Ihr erstes Album mit der Nina Hagen Band 1978 vibrierte förmlich vor Berliner Deftigkeit und punkiger Energie. Stücke wie "Unbeschreiblich weiblich", "Bahnhof Zoo", "Naturträne" und "Heiß" waren hinreißend. Diese Art von Deutschrock präsentierte sich lyrisch wie musikalisch auf internationalem Popniveau. Später probierte Hagen viele Genres aus, sang mal deutsch und mal englisch, inszenierte mit Meret Becker in Berlin einen Punk-Brecht-Abend. Immer getreu dem Motto: "Ich will keine Hits produzieren, ich bin der Hit." Die Gospelplatte "Personal Jesus" (2010) hatte Qualitäten, ebenso das 2011 erschienene Polit-Album "Volksbeat". Derzeit plant Hagen eine Frankreich-Tournee. In Zusammenarbeit mit dem deutschen Blues-Rocker und Produzenten Daniel Welbat ("WellBad") soll 2015 ein neues Album herauskommen.

Im Mai 2000 trat die Hagen in der Bonner Harmonie auf; es war ein bizarrer Höhepunkt des Kulturjahres in der Stadt. Nina Hagen, auf Indisch Haidakhandi Shivani, verkündete die frohe Botschaft des Himalaya, reklamierte vor ihrem Konzert "eine Menschheit, eine Familie", beschwor die "göttliche Mutter" und forderte die vielen schwitzenden Menschen im Publikum auf: "Fleißig miteinander beten und lieben".

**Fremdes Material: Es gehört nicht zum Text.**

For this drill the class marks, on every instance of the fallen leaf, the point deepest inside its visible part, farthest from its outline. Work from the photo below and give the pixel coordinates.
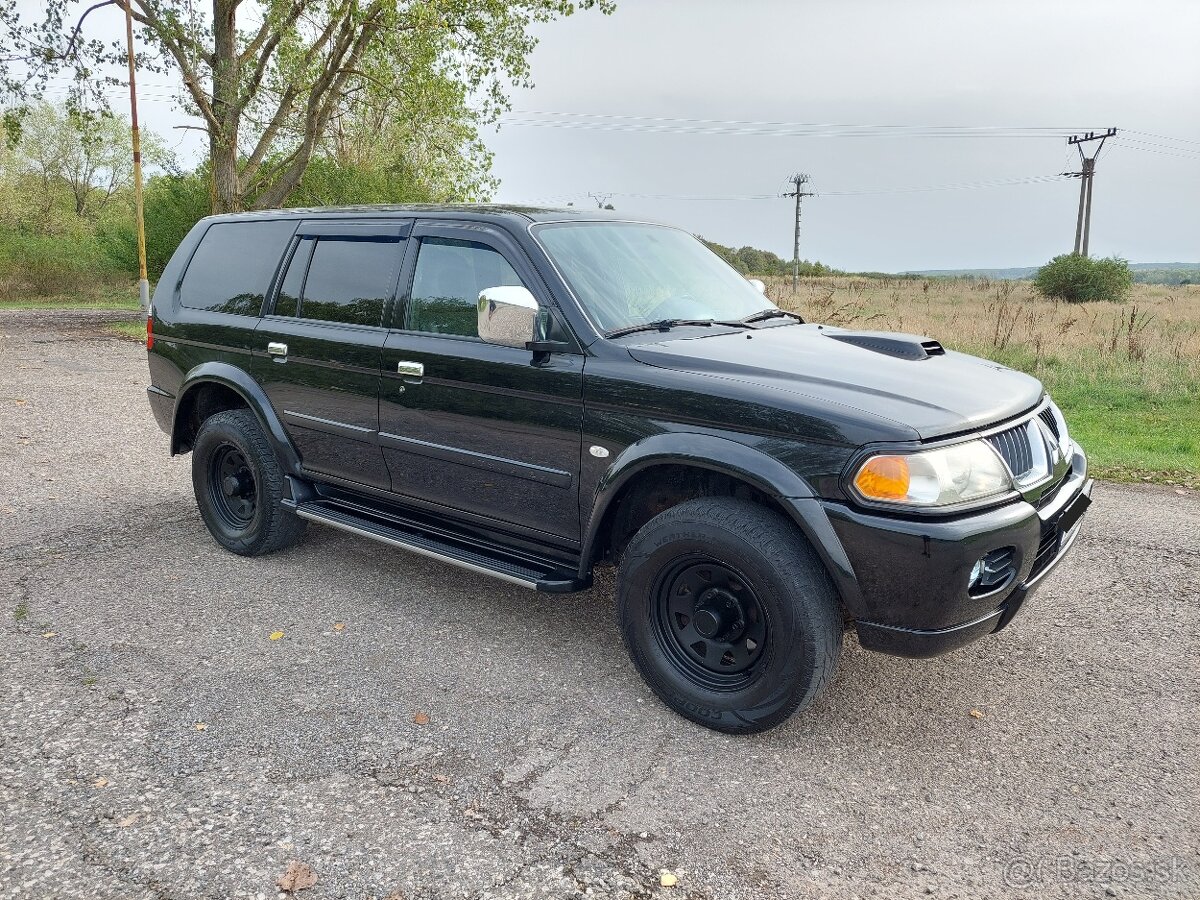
(298, 876)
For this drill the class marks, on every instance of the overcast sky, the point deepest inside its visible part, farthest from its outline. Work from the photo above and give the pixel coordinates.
(1134, 65)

Die Musiker - allesamt indisch bewegte Europäer - sangen, trommelten und klampften sich in eine höhere Bewusstseinssphäre. Immer wieder erhob sich die unverkennbare Stimme Hagens über den egalitären Gruppengesang.

Hagen wird sich und die Welt auch in Zukunft überraschen. "Leute, ich bin jetzt 60, ich finde das waaaaahnsinnig alt!!!", hat sie im Interview der Deutschen Presse-Agentur herauskrakeelt. Für sie gilt jedoch: Alter schützt vor Produktivität nicht.